When checking in I could see from the corner of my eye small groups enjoying breakfast in the lobby cafe and was already calculating in my mind a future trip, with the girls perhaps… Our room. What can I say. My colour palette of dreams. Through a maze of crittall glass corridors to the back of the hotel, up some stairs as dark as a moonless night… I opened the door, I knew this was my best possible home for the next two nights. (Little did I know Storm Eric would take hold and strand us here for three). The floor length blush curtains had me at hello, the contrasting mustard velvet chair is the perfect pop of colour against the muted walls.
I languished in this room alone for a good long while, appreciating its quiet, yet impactful decor.


Next on my list, before my husband finished at his conference was to explore the 9 Streets. Named so as they are a grid of nine streets running East to West and North to South. They are not only home to brands we all know and love such as Cos, American Vintage and many more.. but also so many little independent design and clothes stores. I was in my heaven. I fell upon too many to mention but amongst my favourites were DR Wonen, 360 Volt and The Frozen Fountain which was a little south of the streets.

During this first afternoon I learned that Amsterdam is a challenge, but not impossible. It’s cool, but not pretentious. And it’s bustling, yet not too busy. When can I move here I thought as I clambered back along the cobbles with my many many shopping bags.
New outfit on and ready to explore Amsterdam by night as my weekend mate returned to the Pulitzer. I’d come across a restaurant from the street I really wanted to try but hadn’t realised it was actually part of my hotel and fully booked.
We dined in Cecconi’s at Soho House the first night, at the bar, like the true New Yorkers ( I know they say 10 years but I’ll take 6) that we are. I love to dine at a bar. With a live jazz singer and all the dark corners of the dimly lit bar bustling with people, we felt lucky to have got in. Soho House in Amsterdam is a towering Art Deco inspired hotel in a former trading office. Whilst I loved the cosy cool vibes of the bar and restaurant, the lobby felt a bit more prison deco than art deco to me with it’s cold grey subway brick and dreary stairs, but it’s a matter of opinion I guess. The second night, following a negroni in their teeny waterside cocktail bar, we dined at the hotel. Normally hotel restaurants screams soup of the day or club sandwich depending on the city you are in, but not Janz. It’s a high end, high quality feast of dreams.

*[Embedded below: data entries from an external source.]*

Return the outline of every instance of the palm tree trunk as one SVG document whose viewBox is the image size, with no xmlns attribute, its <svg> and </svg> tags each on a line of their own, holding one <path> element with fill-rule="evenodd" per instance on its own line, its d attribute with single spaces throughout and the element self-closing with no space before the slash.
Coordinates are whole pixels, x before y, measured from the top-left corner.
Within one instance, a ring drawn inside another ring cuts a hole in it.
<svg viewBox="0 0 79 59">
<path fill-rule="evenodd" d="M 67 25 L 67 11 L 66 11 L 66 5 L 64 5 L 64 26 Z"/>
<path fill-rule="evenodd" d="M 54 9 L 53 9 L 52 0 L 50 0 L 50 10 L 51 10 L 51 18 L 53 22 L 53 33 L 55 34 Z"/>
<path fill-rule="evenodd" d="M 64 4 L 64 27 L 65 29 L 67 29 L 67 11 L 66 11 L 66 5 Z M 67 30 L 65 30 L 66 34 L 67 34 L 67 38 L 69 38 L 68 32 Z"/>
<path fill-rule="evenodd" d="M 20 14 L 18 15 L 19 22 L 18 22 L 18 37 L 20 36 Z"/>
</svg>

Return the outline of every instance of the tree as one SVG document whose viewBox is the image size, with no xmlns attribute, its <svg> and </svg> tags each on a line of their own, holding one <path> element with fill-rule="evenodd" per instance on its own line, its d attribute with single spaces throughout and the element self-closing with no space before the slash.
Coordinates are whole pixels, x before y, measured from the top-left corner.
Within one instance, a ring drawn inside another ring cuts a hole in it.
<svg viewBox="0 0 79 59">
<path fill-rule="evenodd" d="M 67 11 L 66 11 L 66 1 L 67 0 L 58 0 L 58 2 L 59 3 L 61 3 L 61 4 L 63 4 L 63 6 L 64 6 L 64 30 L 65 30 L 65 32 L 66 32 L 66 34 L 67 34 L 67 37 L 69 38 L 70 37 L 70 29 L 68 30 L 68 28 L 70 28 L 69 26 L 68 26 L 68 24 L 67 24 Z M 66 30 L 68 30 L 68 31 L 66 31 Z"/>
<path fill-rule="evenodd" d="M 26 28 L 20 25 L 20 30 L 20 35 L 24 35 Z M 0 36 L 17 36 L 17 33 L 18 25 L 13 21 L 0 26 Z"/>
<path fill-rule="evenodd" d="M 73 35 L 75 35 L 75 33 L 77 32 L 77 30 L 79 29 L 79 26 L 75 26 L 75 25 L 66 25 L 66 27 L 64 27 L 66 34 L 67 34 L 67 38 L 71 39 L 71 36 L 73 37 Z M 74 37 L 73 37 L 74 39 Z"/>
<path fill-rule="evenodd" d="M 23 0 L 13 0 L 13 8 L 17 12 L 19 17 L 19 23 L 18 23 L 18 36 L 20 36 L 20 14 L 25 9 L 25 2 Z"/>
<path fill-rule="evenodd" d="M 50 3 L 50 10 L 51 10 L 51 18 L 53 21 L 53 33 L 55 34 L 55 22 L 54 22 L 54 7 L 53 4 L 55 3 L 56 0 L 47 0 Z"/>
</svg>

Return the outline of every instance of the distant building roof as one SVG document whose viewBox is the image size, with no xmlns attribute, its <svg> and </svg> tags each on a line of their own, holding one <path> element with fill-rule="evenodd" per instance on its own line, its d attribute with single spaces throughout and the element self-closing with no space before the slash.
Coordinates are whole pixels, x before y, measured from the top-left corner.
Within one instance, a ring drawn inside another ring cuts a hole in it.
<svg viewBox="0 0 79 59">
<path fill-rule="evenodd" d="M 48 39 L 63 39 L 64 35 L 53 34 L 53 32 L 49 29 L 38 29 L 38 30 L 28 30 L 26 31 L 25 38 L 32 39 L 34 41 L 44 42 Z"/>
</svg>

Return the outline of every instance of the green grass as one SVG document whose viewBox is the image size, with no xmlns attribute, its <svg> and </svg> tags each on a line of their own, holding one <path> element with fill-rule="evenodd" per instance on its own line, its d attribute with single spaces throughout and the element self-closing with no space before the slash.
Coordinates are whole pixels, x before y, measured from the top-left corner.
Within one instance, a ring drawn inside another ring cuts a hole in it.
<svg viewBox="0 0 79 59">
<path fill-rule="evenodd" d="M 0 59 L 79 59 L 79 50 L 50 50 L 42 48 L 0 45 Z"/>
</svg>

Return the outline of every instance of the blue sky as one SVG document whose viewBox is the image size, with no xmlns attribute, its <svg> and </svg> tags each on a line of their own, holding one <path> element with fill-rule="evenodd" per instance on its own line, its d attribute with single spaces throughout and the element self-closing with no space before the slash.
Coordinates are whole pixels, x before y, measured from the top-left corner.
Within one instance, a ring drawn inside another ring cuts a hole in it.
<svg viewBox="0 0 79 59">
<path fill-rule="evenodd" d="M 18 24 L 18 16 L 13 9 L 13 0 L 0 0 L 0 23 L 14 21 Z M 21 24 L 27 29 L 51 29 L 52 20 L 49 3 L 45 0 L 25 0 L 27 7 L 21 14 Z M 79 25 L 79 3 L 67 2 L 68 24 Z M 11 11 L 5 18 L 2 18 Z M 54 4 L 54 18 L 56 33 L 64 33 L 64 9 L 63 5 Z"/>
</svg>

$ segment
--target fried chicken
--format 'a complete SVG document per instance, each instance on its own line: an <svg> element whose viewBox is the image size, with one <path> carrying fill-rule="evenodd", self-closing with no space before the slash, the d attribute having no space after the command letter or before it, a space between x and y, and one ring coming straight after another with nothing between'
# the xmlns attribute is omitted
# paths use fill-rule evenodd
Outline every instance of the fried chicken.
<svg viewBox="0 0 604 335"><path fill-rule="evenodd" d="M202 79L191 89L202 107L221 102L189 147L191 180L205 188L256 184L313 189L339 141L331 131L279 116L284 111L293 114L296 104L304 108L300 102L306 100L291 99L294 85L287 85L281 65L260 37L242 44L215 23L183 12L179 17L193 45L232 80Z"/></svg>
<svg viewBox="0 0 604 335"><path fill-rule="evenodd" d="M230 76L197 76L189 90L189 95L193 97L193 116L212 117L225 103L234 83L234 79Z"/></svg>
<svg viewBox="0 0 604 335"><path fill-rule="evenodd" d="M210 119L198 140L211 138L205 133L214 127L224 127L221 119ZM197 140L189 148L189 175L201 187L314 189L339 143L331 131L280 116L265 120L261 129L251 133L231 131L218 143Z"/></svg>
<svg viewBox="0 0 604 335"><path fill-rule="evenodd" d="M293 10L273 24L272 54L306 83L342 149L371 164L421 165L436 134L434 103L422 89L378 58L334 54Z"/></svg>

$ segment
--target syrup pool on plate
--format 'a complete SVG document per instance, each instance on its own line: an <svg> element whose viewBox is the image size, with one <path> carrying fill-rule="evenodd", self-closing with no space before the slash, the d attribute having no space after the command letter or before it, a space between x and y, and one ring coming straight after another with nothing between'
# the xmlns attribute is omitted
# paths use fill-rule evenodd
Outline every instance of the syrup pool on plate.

This being my first visit to Amsterdam, I couldn’t leave without a late night stroll through the red light district. I’ve romanticised this in my mind for years, narrow alleys with gorgeous girls, scantily clad and the aroma of mystery. Sadly, the reality can’t be further from this. It’s now diminished to two streets, where, yet again, as I do on SO many occasions, I felt slightly embarrassed to be British. Streams of drunk stag and hen do’s, crushing into a bottleneck of people trying to get into one of the two remaining ‘red light’ streets and sneak a peak. Yes, they stand in the window, but no, they take no notice of their hungry eyed crowd, nor do they look sexy or sultry. They look bored, scrolling through their Iphones. like the rest of us.
As we walked back to the hotel, I felt slightly deflated. Not sure what I was expecting. something taboo, something exciting. Neither were found. Still. There was always tomorrow.
With a cancelled flight and a stolen extra day, we filled it with a visit to the Banksy exhibition, the Rijksmuseum and a final morning of brunch at Bakers & Roasters ( a local’s recommendation). We had to wait three hours for the table whilst we headed off and soaked up some culture as well as raindrops. When we finally got to eat our brunch it was top notch and well worth the wait. I feel we really experienced the very best of Amsterdam in only 3 days. I can’t wait to go back, but for now I’ll have to rely on my memory and the beauty of time travel within it.